Os países que consideram a hipótese de um incumprimento na dívida chinesa apenas precisam de olhar para o outro lado do Oceano Índico para ter um vislumbre do seu possível futuro: o Sri Lanka foi obrigado a arrendar o seu Porto de Hambantota — financiado em 85% pelo Banco de Exportações/Importações da China — à empresa pública China Merchants Port Holdings por 99 anos, depois de não ter conseguido cumprir com as suas obrigações da dívida.
O incumprimento da Zâmbia pode custar o seu controlo da Zesco, a sua empresa nacional de electricidade seriamente endividada.
Por agora, os zambianos enfrentam mais preocupações urgentes. O incumprimento reduziu a classificação de títulos da Zâmbia para um estado degradante, destruindo a sua possibilidade de contrair empréstimos para apoiar o seu orçamento de 2021. A moeda nacional, o kwacha, perdeu um terço do seu valor em comparação com o dólar americano depois do incumprimento, aumentando os preços das importações e dificultando ainda mais o pagamento da dívida remanescente da Zâmbia.

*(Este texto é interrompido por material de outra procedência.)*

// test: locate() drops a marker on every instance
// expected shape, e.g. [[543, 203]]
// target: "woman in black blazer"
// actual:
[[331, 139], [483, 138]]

“Isso irá reduzir a confiança da Zâmbia aos olhos dos credores; e desta forma, será difícil para o país contrair empréstimos no futuro ou atrair investimentos estrangeiros,” Emmanuel Mbambiko, vice-presidente da Câmara de Comércio, da comunidade do cinturão de cobre de Kitwe, disse aos Serviços de Notícias e de Informação da Zâmbia.
É provável que o incumprimento também reduza o fluxo de entrada de moeda estrangeira para a Zâmbia na forma de investimentos directos e pode induzir os actuais investidores a abandonarem em vez de arriscarem o seu dinheiro, disse Hambayi.

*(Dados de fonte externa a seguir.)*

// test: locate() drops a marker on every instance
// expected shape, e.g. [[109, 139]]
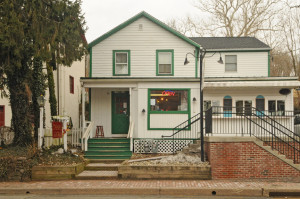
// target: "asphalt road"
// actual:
[[119, 197]]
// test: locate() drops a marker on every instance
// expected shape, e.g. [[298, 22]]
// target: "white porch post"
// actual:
[[41, 130], [83, 108]]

“Irá também causar um impacto na capacidade do sector privado do país poder realizar transacções internacionais,” acrescentou Hambayi. “Os instrumentos dos residentes locais podem não ser aceites no mercado internacional.”
Contudo, a situação económica da Zâmbia tem uma luz no fundo do túnel: a produção de cobre está em alta, e os preços, que fornecem 70% das receitas de exportação do país, estão a registar um aumento pela primeira vez em seis anos. As previsões são de uma grande demanda em 2021.